Khairuzzaman Chowdhury is the Chairman of the National Board of Revenue. He was first and only Tax Ombudsman of Bangladesh.

==Career==
On 9 September 2003, Chowdhury was appointed the chairman of the National Board of Revenue replacing Shoaib Ahmed. He previously served as the secretary of the Ministry of Food. He increased tax revenue collection during his term as chairman. He was the first person to be appointed chairman of the National Board of Revenue on a contractual basis. He launched operations against black money after the amnesty period announced by the Bangladesh Nationalist Party government ended. He proposed anti-dumping laws to protect domestic industries. Chowdhury was the chairman of the National Board of Revenue till 6 July 2006. Partex Group vice chairman Aziz AI Kaiser Tito gifted him a Rolex which he deposited with the government treasury and expressed embarrassment at the expensive gift. Md. Abdul Karim replaced him as the chairman of the National Board of Revenue.

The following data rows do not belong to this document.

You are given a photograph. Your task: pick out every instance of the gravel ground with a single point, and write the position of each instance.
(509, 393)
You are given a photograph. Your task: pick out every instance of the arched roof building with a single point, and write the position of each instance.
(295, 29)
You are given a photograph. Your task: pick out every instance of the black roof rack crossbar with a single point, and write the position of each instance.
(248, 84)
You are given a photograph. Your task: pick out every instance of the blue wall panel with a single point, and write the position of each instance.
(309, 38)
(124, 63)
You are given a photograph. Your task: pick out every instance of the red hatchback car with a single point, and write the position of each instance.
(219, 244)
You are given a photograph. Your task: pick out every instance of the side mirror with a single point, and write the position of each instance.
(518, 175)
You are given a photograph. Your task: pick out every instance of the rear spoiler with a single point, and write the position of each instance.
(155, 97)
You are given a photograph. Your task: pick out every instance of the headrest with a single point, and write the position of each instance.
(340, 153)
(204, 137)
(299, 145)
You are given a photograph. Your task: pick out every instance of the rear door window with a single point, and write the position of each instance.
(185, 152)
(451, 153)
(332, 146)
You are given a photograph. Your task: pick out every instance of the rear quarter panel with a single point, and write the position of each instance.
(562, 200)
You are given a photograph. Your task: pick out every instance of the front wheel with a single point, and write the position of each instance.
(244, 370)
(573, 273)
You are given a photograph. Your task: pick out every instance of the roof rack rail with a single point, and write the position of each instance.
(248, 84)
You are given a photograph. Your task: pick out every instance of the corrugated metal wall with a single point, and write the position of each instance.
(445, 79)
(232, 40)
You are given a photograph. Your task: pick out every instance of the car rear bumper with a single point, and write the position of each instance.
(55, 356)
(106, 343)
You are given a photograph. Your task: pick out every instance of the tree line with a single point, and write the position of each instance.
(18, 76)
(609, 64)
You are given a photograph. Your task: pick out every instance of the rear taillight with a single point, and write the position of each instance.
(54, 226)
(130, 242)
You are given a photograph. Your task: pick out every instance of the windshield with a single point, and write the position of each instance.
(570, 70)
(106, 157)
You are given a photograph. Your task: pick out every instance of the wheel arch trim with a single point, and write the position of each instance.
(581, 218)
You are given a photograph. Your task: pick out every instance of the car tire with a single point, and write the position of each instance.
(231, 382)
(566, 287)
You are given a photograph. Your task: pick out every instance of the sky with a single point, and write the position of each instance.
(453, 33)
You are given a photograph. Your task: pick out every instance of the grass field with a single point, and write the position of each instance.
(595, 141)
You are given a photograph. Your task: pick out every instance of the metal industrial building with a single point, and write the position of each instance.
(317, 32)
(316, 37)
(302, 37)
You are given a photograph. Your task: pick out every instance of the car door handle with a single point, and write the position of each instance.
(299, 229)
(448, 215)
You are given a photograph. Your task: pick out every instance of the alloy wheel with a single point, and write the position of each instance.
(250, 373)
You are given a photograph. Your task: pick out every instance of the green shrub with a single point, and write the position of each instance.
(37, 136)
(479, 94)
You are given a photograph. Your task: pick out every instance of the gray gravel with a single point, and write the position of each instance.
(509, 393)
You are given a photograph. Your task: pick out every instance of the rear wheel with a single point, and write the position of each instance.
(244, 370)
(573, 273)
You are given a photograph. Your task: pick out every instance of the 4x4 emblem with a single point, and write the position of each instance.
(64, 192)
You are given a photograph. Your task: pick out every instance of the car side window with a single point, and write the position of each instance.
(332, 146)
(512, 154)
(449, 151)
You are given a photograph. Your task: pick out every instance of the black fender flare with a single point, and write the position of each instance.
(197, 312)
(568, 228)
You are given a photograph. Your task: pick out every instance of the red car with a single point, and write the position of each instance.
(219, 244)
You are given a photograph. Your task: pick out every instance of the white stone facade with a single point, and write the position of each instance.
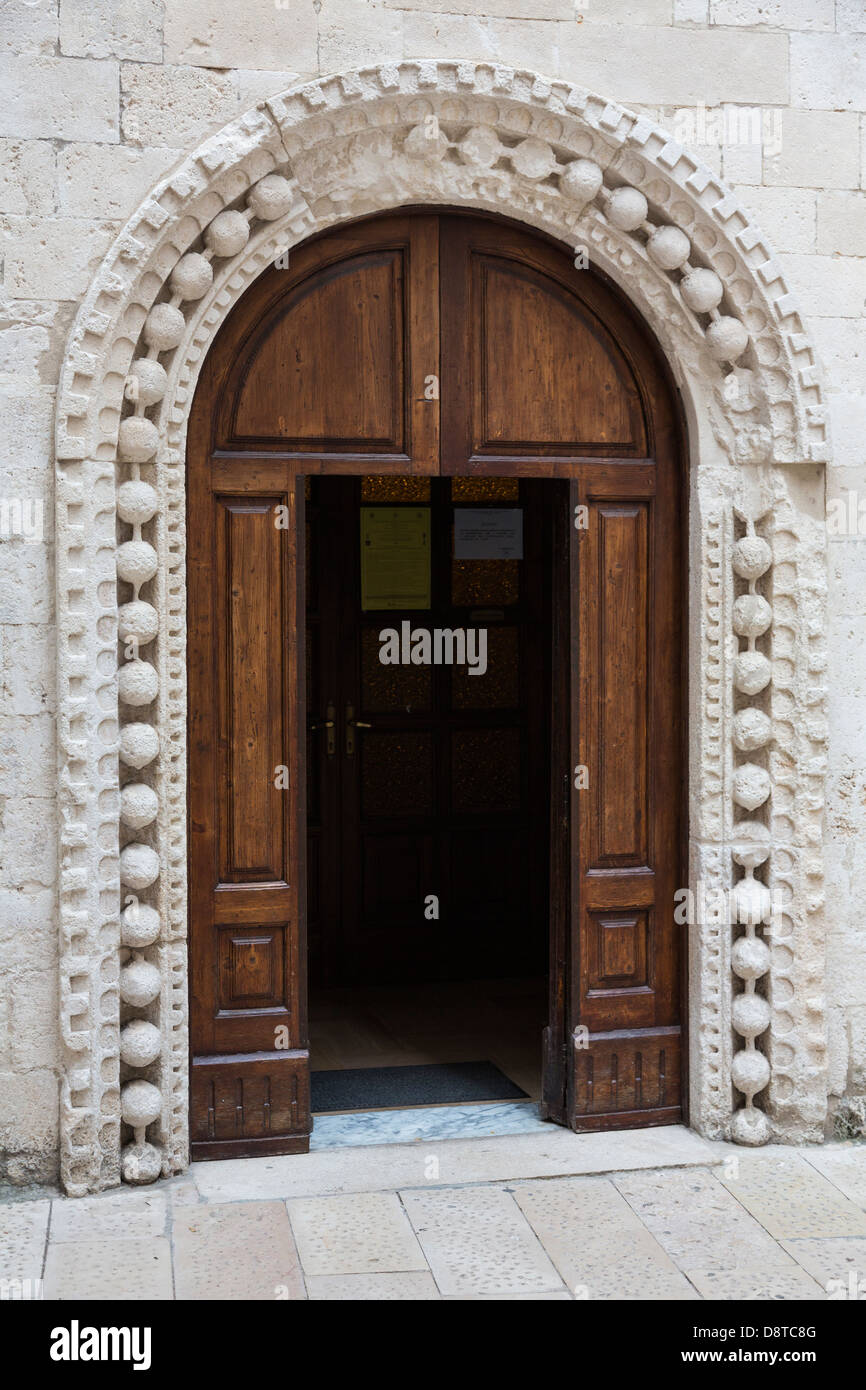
(124, 139)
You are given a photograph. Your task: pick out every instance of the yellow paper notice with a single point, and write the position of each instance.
(395, 558)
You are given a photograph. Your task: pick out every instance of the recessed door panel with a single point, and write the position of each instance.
(253, 734)
(346, 321)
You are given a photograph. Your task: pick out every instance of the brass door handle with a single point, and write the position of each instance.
(330, 723)
(352, 723)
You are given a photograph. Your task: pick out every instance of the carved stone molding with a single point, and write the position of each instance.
(608, 184)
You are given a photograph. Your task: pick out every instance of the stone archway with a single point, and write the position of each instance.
(619, 191)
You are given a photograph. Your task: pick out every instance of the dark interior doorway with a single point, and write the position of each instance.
(427, 783)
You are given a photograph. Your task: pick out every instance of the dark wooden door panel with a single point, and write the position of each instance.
(253, 813)
(330, 357)
(542, 373)
(534, 366)
(348, 319)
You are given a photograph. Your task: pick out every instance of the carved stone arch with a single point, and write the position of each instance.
(597, 178)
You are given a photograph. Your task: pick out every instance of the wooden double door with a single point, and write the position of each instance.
(434, 362)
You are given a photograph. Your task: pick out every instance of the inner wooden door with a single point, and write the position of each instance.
(427, 784)
(433, 348)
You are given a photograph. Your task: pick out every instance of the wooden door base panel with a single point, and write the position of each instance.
(627, 1079)
(257, 1102)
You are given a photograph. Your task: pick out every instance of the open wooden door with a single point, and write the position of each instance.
(321, 364)
(546, 373)
(615, 1050)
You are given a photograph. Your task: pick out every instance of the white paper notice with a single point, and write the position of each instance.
(488, 533)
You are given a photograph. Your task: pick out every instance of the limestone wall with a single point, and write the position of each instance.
(99, 97)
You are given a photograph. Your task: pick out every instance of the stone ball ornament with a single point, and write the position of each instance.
(139, 926)
(136, 502)
(752, 556)
(752, 615)
(228, 234)
(141, 1043)
(749, 958)
(139, 744)
(749, 1015)
(752, 672)
(270, 198)
(534, 159)
(701, 289)
(751, 786)
(141, 1104)
(139, 805)
(150, 381)
(749, 1072)
(752, 729)
(669, 248)
(727, 338)
(141, 1162)
(627, 209)
(138, 439)
(138, 683)
(751, 901)
(136, 622)
(749, 1126)
(139, 866)
(164, 327)
(192, 277)
(139, 983)
(581, 181)
(136, 562)
(481, 146)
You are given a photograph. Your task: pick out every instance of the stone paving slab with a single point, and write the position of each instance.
(599, 1246)
(24, 1228)
(845, 1168)
(357, 1233)
(699, 1222)
(241, 1251)
(837, 1262)
(793, 1200)
(124, 1214)
(478, 1241)
(102, 1269)
(449, 1162)
(406, 1286)
(776, 1223)
(765, 1285)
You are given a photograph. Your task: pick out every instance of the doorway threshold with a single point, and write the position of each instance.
(350, 1129)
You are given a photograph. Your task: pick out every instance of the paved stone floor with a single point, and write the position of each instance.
(654, 1214)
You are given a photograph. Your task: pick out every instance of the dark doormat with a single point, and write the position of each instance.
(392, 1087)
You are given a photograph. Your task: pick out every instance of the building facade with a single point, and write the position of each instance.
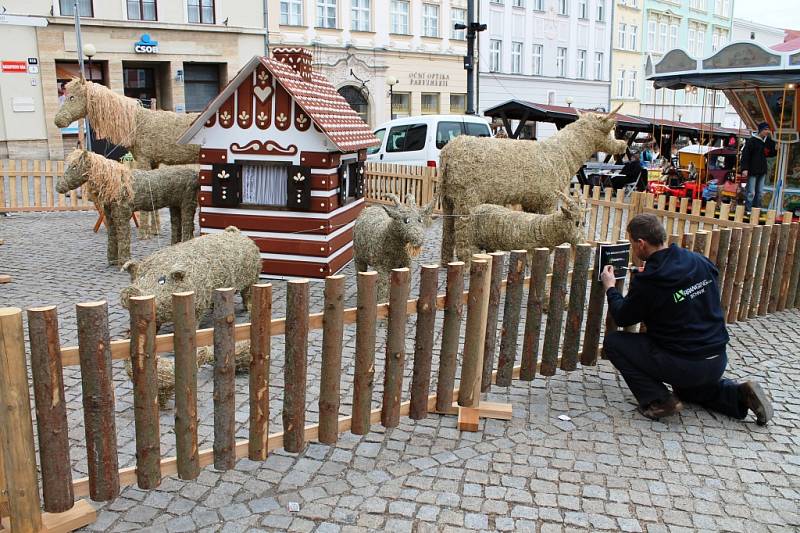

Chowdhury was appointed the first Tax Ombudsman of Bangladesh in 2006. He was given the rank and privilege of a judge of the Bangladesh High Court. The office was created after the Bangladesh Nationalist Party led government passed the Tax Ombudsman Act, 2005 after being proposed by M. Saifur Rahman, Minister of Finance. He submitted his first report in April 2007 to President Iajuddin Ahmed at the Bangabhaban. National Board of Revenue ordered its staff to cooperate with Chowdhury in 2008 to improve services which had been poorly received in 2007.

In September 2010, Chowdhury's term as the Tax Ombudsman ended and the Awami League government abolished the office through the Tax Ombudsman (Abolition) Bill-2010. The decision to abolish the office was criticized by the media and civil society.